Pedro, Santiago el hermano de Juan, Tomás y Judas Iscariote se miran y, desilusionados, tuercen un poco la boca. Judas Iscariote no se limita a quedar desilusionado y dice:
-¿Por qué perfeccionarlo a él si ya es el mejor?
Jesús le responde:
-Tú dijiste: «Cada uno tiene su modo, y lo usa». Yo tengo el mío. Juan el suyo, muy parecido al mío. El mío no puede perfeccionarse, el suyo sí, y esto es lo que quiero porque es justo que sea así. Así que por este motivo lo he tomado conmigo. Necesitaba a uno que tuviera ese modo y ese corazón suyos. Por tanto, ni malos humores ni curiosidad. Vamos a Modín.
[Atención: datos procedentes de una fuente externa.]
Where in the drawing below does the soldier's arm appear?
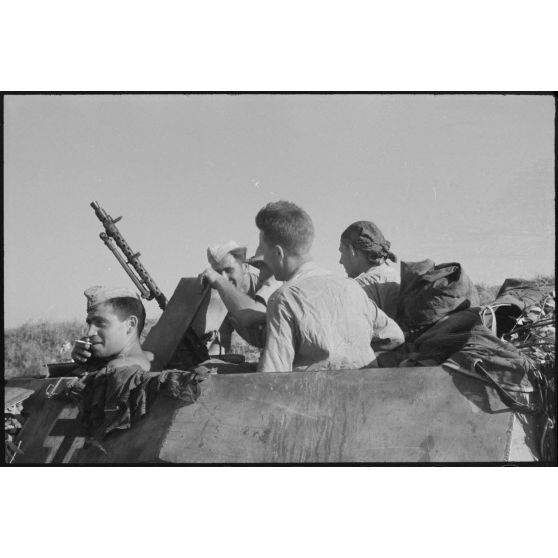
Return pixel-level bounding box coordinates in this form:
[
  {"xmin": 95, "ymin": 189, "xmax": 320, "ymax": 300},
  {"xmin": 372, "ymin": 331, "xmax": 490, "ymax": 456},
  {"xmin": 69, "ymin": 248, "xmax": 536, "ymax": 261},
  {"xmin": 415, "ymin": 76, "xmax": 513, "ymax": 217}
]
[{"xmin": 200, "ymin": 268, "xmax": 266, "ymax": 328}]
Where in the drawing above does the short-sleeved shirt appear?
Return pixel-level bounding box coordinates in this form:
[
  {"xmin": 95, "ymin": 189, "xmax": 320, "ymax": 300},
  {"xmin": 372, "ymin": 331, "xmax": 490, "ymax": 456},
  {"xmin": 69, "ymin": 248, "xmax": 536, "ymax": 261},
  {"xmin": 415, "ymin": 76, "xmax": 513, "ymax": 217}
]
[
  {"xmin": 258, "ymin": 262, "xmax": 402, "ymax": 372},
  {"xmin": 355, "ymin": 263, "xmax": 401, "ymax": 319}
]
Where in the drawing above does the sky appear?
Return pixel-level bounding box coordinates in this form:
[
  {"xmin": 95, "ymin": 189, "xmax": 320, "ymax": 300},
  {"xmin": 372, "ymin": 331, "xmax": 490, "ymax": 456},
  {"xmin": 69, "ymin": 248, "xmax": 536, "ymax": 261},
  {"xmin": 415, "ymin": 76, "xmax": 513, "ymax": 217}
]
[{"xmin": 4, "ymin": 94, "xmax": 555, "ymax": 328}]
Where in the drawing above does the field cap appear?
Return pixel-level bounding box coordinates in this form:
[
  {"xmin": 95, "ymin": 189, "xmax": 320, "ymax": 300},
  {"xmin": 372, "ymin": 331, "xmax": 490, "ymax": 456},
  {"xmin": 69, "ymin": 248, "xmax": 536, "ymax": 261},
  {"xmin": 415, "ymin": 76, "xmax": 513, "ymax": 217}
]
[
  {"xmin": 83, "ymin": 285, "xmax": 139, "ymax": 312},
  {"xmin": 207, "ymin": 240, "xmax": 246, "ymax": 267},
  {"xmin": 341, "ymin": 221, "xmax": 391, "ymax": 256},
  {"xmin": 245, "ymin": 246, "xmax": 265, "ymax": 269}
]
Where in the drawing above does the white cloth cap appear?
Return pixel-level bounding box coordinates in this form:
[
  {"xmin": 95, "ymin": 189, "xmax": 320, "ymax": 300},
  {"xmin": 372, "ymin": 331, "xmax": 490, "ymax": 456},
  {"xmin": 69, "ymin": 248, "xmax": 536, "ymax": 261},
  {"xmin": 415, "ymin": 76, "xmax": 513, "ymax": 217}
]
[{"xmin": 207, "ymin": 240, "xmax": 246, "ymax": 267}]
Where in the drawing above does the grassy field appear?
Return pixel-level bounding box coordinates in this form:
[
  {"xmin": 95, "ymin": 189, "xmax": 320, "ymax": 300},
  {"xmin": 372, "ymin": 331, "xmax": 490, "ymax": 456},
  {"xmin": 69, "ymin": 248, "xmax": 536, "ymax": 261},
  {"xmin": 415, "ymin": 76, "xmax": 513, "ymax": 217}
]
[{"xmin": 4, "ymin": 278, "xmax": 553, "ymax": 378}]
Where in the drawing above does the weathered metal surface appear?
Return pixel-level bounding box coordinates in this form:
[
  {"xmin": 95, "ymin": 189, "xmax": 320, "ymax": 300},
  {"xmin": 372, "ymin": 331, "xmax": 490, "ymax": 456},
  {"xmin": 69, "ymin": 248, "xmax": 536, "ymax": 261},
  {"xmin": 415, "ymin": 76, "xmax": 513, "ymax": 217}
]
[
  {"xmin": 9, "ymin": 367, "xmax": 535, "ymax": 463},
  {"xmin": 143, "ymin": 278, "xmax": 227, "ymax": 369},
  {"xmin": 4, "ymin": 386, "xmax": 33, "ymax": 409}
]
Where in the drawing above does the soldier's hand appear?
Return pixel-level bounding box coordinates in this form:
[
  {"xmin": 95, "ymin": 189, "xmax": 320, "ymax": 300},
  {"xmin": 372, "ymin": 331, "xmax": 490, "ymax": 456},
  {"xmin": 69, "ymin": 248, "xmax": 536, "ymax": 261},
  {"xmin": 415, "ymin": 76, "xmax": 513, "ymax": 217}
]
[
  {"xmin": 198, "ymin": 267, "xmax": 223, "ymax": 291},
  {"xmin": 70, "ymin": 337, "xmax": 92, "ymax": 362}
]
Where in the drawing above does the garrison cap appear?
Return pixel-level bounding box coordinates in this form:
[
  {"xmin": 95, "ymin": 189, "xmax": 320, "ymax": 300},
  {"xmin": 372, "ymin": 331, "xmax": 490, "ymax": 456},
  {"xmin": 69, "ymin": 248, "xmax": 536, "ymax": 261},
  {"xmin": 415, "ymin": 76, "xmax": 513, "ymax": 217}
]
[
  {"xmin": 207, "ymin": 240, "xmax": 246, "ymax": 267},
  {"xmin": 83, "ymin": 285, "xmax": 140, "ymax": 312}
]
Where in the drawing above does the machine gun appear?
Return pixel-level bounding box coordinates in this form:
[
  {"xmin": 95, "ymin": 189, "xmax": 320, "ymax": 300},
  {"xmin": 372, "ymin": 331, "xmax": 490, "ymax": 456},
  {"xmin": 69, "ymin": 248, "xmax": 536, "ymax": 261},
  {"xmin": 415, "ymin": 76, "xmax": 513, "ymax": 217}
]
[
  {"xmin": 91, "ymin": 201, "xmax": 167, "ymax": 310},
  {"xmin": 90, "ymin": 201, "xmax": 211, "ymax": 368}
]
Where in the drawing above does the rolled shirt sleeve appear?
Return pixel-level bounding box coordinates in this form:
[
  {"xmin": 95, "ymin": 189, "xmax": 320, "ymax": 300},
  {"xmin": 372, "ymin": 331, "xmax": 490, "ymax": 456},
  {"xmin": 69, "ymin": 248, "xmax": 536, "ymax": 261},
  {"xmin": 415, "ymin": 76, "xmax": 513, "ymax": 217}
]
[{"xmin": 370, "ymin": 301, "xmax": 405, "ymax": 349}]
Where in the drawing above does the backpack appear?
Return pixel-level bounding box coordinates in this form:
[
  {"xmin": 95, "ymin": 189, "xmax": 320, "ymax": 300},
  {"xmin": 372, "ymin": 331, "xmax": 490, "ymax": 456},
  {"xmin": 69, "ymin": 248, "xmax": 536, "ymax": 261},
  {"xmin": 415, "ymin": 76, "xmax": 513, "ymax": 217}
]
[{"xmin": 396, "ymin": 259, "xmax": 480, "ymax": 341}]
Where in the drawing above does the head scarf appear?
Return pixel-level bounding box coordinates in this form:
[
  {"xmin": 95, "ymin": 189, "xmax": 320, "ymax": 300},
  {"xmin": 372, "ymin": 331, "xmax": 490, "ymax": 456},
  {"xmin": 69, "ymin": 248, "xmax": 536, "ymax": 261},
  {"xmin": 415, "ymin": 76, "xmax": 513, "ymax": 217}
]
[
  {"xmin": 341, "ymin": 221, "xmax": 397, "ymax": 262},
  {"xmin": 83, "ymin": 285, "xmax": 140, "ymax": 312},
  {"xmin": 207, "ymin": 240, "xmax": 246, "ymax": 268}
]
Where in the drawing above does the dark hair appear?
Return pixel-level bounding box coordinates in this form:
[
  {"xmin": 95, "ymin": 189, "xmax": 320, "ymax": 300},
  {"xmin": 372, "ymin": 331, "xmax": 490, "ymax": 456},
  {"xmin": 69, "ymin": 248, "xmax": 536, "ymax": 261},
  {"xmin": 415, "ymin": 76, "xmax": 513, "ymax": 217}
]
[
  {"xmin": 256, "ymin": 200, "xmax": 314, "ymax": 256},
  {"xmin": 107, "ymin": 296, "xmax": 145, "ymax": 337},
  {"xmin": 341, "ymin": 221, "xmax": 397, "ymax": 265}
]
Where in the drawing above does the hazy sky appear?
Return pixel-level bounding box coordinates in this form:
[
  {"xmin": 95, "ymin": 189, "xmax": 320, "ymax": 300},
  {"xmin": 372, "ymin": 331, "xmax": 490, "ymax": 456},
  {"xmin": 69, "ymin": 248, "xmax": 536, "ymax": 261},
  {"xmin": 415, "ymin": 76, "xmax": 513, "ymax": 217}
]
[{"xmin": 4, "ymin": 95, "xmax": 555, "ymax": 327}]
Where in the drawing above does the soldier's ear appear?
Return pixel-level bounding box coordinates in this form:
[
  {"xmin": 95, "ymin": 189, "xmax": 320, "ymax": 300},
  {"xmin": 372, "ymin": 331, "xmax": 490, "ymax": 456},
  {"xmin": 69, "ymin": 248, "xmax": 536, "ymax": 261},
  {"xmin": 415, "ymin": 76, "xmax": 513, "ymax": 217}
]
[{"xmin": 128, "ymin": 315, "xmax": 139, "ymax": 333}]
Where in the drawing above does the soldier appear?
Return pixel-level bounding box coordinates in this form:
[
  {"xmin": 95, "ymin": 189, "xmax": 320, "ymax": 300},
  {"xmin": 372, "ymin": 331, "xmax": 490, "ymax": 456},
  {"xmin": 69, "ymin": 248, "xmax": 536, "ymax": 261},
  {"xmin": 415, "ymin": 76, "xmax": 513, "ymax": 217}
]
[
  {"xmin": 339, "ymin": 221, "xmax": 401, "ymax": 319},
  {"xmin": 256, "ymin": 201, "xmax": 404, "ymax": 372},
  {"xmin": 72, "ymin": 286, "xmax": 153, "ymax": 371},
  {"xmin": 199, "ymin": 240, "xmax": 279, "ymax": 352}
]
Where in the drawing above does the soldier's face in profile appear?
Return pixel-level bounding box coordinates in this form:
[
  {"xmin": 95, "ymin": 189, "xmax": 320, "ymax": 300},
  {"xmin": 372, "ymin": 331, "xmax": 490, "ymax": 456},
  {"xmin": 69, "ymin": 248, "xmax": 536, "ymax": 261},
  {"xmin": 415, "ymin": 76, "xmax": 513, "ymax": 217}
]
[
  {"xmin": 214, "ymin": 254, "xmax": 249, "ymax": 292},
  {"xmin": 86, "ymin": 303, "xmax": 131, "ymax": 359}
]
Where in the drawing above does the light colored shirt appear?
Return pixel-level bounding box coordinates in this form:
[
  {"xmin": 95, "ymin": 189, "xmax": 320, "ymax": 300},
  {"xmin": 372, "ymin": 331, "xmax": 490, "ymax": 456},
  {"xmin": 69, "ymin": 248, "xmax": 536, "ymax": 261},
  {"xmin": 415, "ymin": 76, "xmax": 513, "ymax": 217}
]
[
  {"xmin": 219, "ymin": 268, "xmax": 281, "ymax": 352},
  {"xmin": 355, "ymin": 263, "xmax": 401, "ymax": 318},
  {"xmin": 258, "ymin": 262, "xmax": 403, "ymax": 372}
]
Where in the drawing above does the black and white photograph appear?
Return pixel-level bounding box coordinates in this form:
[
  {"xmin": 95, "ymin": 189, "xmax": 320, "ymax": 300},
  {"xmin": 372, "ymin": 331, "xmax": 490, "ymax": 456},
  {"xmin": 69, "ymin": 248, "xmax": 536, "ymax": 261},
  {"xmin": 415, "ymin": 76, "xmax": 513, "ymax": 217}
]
[{"xmin": 3, "ymin": 92, "xmax": 556, "ymax": 467}]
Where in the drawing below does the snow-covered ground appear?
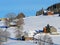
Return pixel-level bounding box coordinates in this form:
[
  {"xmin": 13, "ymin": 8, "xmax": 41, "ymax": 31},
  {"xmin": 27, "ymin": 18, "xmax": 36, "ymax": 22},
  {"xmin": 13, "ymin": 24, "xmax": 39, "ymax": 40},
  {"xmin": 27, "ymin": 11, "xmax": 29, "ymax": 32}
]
[
  {"xmin": 24, "ymin": 16, "xmax": 60, "ymax": 32},
  {"xmin": 4, "ymin": 41, "xmax": 37, "ymax": 45},
  {"xmin": 1, "ymin": 16, "xmax": 60, "ymax": 45}
]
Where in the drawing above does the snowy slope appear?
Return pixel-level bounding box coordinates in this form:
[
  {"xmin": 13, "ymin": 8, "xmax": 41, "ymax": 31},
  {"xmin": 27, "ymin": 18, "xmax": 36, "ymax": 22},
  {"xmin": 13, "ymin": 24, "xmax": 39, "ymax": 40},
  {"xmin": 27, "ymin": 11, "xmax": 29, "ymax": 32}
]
[{"xmin": 24, "ymin": 16, "xmax": 60, "ymax": 32}]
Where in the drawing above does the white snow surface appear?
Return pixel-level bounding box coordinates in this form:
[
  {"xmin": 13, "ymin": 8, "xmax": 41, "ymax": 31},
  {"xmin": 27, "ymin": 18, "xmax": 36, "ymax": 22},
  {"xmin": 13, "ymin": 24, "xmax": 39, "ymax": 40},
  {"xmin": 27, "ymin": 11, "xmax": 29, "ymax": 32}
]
[{"xmin": 24, "ymin": 16, "xmax": 60, "ymax": 32}]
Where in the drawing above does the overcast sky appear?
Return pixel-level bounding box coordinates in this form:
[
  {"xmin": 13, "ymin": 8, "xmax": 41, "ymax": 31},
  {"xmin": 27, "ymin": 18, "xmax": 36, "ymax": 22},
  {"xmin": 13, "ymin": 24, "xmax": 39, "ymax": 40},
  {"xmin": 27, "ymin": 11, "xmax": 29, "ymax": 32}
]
[{"xmin": 0, "ymin": 0, "xmax": 60, "ymax": 18}]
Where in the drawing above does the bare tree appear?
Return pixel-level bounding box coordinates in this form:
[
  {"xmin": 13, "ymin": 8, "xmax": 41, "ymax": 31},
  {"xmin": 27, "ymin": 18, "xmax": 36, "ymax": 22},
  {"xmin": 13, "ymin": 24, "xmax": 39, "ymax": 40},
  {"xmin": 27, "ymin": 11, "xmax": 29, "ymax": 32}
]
[{"xmin": 5, "ymin": 13, "xmax": 16, "ymax": 22}]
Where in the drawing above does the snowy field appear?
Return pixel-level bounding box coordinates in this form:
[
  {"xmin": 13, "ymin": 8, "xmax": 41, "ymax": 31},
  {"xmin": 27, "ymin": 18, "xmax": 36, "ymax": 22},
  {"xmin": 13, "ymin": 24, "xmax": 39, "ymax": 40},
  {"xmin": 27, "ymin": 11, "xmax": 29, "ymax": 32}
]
[
  {"xmin": 2, "ymin": 16, "xmax": 60, "ymax": 45},
  {"xmin": 3, "ymin": 41, "xmax": 37, "ymax": 45}
]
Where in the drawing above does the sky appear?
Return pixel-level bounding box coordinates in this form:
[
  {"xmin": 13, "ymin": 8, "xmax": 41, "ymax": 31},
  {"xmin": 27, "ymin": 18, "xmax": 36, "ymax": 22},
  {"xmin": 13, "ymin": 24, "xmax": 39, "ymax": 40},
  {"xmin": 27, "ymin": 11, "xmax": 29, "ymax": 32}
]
[{"xmin": 0, "ymin": 0, "xmax": 60, "ymax": 18}]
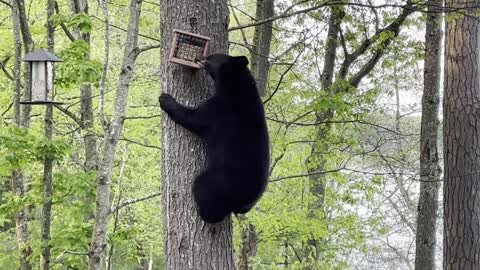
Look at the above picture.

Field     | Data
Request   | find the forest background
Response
[0,0,461,269]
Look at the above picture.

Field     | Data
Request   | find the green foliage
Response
[55,40,102,88]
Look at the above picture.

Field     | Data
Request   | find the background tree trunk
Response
[11,0,33,270]
[69,0,98,172]
[39,0,55,270]
[443,0,480,270]
[250,0,275,97]
[415,0,443,270]
[89,0,142,270]
[160,0,234,270]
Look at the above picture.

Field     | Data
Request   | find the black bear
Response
[159,54,270,223]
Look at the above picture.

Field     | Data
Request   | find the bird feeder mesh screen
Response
[173,33,207,62]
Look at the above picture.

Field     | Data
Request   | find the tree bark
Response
[160,0,234,270]
[13,0,34,128]
[443,0,480,270]
[415,0,443,270]
[250,0,275,97]
[11,0,33,270]
[89,0,142,270]
[39,0,55,270]
[69,0,98,172]
[304,7,345,270]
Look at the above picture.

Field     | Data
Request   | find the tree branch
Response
[110,191,162,214]
[0,0,13,8]
[55,1,76,42]
[55,104,85,129]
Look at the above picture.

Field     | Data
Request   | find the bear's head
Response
[200,54,248,81]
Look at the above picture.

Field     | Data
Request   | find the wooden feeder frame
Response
[20,49,63,105]
[168,29,210,68]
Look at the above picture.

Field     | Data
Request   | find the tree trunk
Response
[89,0,142,270]
[250,0,275,97]
[14,0,34,128]
[160,0,234,270]
[304,7,345,270]
[415,0,443,270]
[39,0,55,270]
[11,0,33,270]
[443,0,480,270]
[69,0,99,173]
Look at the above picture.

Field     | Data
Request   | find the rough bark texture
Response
[69,0,98,172]
[237,220,258,270]
[160,0,234,270]
[39,0,55,270]
[40,105,53,270]
[11,1,33,270]
[14,0,34,128]
[250,0,275,97]
[443,1,480,270]
[89,0,142,270]
[304,8,345,270]
[415,0,443,270]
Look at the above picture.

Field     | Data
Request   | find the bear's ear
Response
[235,55,248,67]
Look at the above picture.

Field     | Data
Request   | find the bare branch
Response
[55,104,85,129]
[0,55,13,81]
[0,0,13,8]
[110,191,162,214]
[123,114,162,120]
[55,1,76,42]
[119,137,162,150]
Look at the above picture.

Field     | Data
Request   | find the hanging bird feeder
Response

La noche está serena, fresca y luminosa. Caminaremos mientras haya luna, luego dormiremos hasta el alba. Llevaré a los dos Judas a venerar las tumbas de los Macabeos, cuyo nombre glorioso llevan.
-¿Solos contigo? – dice Judas Iscariote todo contento.
-No. Con todos. Pero la visita a la tumba de los Macabeos es para vosotros, para que los sepáis imitar sobrenaturalmente con luchas y victorias en un campo enteramente espiritual.